Foxworthy Lewellen affectionately called her husband the Energizer Bunny: “His enthusiasm and his energy were truly remarkable.”
In 2010, the Lewellens were acknowledged as honorees at the annual Santa Maria Celebrate Philanthropy! event, which recognizes philanthropists who, through their time, talent and treasure, have made significant contributions to improve the lives of the people in the Santa Maria Valley.
It was while in the U.S. Air Force that Lewellen was stationed at Edwards Air Force Base in California. He fell in love with everything about the state, and even though his father, (also an attorney) wanted him to return to Missouri to practice law and enter politics, Lewellen never did.
He stayed in California and began practicing law in Solvang in 1957. He raised his family there.
Although he was a Republican, he was appointed to the Superior Court by Democratic Governor Jerry Brown in 1973.
Lewellen was recognized throughout the state as an outstanding judge, according to Denise Debellefeuille, a retired Santa Barbara County Superior Court judge who worked with him both as an attorney in his court and later as a fellow judge.
“It was a great privilege to appear as a lawyer before Royce, because he was the embodiment of the model judge, as we in the profession call one who shows the qualities of greatness: He was patient, dignified, courteous, and fair to everyone who came before him.”
Judge Herman added, “It’s no accident that the Santa Maria court complex was named for him. He was our judicial hero.”

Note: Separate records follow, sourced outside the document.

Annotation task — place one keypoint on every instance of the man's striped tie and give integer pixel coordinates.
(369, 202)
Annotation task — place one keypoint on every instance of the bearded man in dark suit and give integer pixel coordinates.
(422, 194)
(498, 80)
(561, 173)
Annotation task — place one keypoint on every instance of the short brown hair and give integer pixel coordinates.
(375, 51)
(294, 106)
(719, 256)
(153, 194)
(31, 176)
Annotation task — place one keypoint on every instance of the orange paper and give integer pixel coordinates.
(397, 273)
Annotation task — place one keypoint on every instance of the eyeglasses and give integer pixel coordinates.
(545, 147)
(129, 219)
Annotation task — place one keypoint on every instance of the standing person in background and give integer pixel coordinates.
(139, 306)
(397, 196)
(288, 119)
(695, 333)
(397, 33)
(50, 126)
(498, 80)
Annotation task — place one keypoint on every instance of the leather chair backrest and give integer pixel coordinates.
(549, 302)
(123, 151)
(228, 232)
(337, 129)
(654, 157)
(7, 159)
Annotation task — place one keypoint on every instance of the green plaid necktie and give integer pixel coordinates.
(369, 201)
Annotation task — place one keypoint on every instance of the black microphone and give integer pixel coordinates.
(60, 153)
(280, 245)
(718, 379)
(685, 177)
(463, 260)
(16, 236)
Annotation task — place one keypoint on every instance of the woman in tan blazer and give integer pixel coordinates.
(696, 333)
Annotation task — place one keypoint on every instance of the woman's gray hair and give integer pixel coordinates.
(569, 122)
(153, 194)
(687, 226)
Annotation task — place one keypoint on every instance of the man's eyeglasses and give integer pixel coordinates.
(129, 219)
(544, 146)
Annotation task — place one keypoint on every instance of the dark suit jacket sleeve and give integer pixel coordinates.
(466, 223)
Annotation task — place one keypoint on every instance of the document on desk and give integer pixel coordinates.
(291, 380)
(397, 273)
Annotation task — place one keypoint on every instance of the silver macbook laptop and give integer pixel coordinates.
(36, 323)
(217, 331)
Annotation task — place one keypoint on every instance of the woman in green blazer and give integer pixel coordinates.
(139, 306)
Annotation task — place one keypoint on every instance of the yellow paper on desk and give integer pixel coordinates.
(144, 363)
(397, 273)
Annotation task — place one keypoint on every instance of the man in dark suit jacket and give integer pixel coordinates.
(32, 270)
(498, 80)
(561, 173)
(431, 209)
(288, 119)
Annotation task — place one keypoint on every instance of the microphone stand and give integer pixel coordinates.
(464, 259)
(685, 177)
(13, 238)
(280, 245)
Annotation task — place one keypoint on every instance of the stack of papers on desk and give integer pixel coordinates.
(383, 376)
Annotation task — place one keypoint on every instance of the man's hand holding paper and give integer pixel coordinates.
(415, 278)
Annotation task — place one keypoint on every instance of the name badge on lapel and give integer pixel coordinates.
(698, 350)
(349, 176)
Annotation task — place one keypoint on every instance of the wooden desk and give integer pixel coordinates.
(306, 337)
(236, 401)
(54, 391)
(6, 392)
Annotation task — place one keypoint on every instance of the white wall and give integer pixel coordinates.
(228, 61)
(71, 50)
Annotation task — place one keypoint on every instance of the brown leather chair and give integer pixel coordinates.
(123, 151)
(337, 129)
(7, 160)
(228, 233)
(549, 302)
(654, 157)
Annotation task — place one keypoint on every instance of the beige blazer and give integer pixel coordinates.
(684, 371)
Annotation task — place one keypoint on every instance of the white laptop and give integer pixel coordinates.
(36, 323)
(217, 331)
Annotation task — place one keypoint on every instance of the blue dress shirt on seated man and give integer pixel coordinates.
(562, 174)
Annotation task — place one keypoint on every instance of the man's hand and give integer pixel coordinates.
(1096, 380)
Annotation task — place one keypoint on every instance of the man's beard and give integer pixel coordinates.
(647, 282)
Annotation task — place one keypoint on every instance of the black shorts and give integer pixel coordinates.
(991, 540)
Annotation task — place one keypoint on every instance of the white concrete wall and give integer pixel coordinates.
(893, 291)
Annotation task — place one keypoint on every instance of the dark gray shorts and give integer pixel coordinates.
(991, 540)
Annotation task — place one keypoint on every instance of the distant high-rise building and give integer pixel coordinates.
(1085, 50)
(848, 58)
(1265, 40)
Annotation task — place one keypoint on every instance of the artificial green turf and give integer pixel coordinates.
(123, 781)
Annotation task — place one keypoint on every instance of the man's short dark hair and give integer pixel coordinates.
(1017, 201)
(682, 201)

Fellow retired Santa Barbara County Superior Court Judge Rodney Melville said: “Judge Lewellen was an extraordinary jurist. He was intelligent, courageous, and had a wonderful judicial temperament. He was known for his integrity and commitment to the highest ethical standards.
“The same qualities that made him an excellent judge made him an extraordinary friend. He was a good listener and never revealed a confidence.”
Melville was a happy participant in many of Lewellen’s legendary pack trips.
He also commented on Lewellen’s commitment to the community.
“Once again the qualities that made him a great judge and an excellent friend made him a special asset to community organizations,” Melville said. “Royce was sharp, and was known to move projects along that had bogged down for one reason or another. He achieved this because he was always generous with his praise and quick to give credit to others.
“Words will not describe how much I will miss Royce.”